Mit der Verkehrsfreigabe steht den Verkehrsteilnehmern nun wieder eine deutlich verbesserte und langfristig leistungsfähige Straßenverbindung zur Verfügung.
Ausgangspunkt der Maßnahme war der schlechte Zustand der Fahrbahn. Starke Unebenheiten, Frostaufbrüche und Verdrückungen beeinträchtigten die Befahrbarkeit erheblich. Hinzu kamen unbefestigte Fahrbahnränder, Defizite bei der Straßenentwässerung sowie ein sanierungsbedürftiges Fahrzeug-Rückhaltesystem.
Der Landkreis Zwickau reagierte auf den Handlungsbedarf und begann am 23. März 2026 mit den Bauarbeiten unter Vollsperrung der Strecke. Ursprünglich war vorgesehen, den Asphaltaufbau auf einer Länge von rund 850 Metern zu erneuern und damit die Befahrbarkeit nachhaltig zu verbessern.
Nach Beginn der Arbeiten zeigte sich jedoch, dass sich unter der Fahrbahn deutlich schlechtere Baugrundverhältnisse befanden als zunächst angenommen.
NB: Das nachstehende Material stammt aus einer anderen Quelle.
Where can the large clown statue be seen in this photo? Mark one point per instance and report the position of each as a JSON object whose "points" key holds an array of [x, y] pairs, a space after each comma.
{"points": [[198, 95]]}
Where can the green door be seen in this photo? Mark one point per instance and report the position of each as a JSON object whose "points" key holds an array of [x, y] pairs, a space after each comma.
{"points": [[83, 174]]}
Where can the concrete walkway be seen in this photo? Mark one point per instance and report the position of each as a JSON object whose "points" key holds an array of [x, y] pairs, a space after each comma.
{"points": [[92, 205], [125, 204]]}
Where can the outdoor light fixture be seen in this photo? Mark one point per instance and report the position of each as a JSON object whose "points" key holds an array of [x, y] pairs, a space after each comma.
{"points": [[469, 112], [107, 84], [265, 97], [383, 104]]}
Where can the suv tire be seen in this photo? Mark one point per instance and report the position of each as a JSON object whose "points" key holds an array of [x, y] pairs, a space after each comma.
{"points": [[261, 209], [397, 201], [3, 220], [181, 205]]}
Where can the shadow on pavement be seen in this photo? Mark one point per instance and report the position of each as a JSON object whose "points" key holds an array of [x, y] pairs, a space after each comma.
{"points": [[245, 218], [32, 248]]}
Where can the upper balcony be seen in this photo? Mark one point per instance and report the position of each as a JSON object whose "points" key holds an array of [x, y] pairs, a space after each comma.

Nach Abschluss der Fräsarbeiten wurde sichtbar, dass für eine dauerhafte Instandsetzung zusätzliche Maßnahmen erforderlich waren. Um die Tragfähigkeit des Straßenkörpers langfristig sicherzustellen, musste der Untergrund umfangreich verbessert und stabilisiert werden.
Dazu erfolgte zunächst eine Bodenverbesserung beziehungsweise Bodenstabilisierung in einer Stärke von rund 20 Zentimetern. Anschließend wurde der Untergrund durch den Einbau eines Mischbinders auf einer Stärke von etwa 30 Zentimetern zusätzlich verfestigt. Darüber hinaus wurden rund 40 Meter bewehrte Erde hergestellt.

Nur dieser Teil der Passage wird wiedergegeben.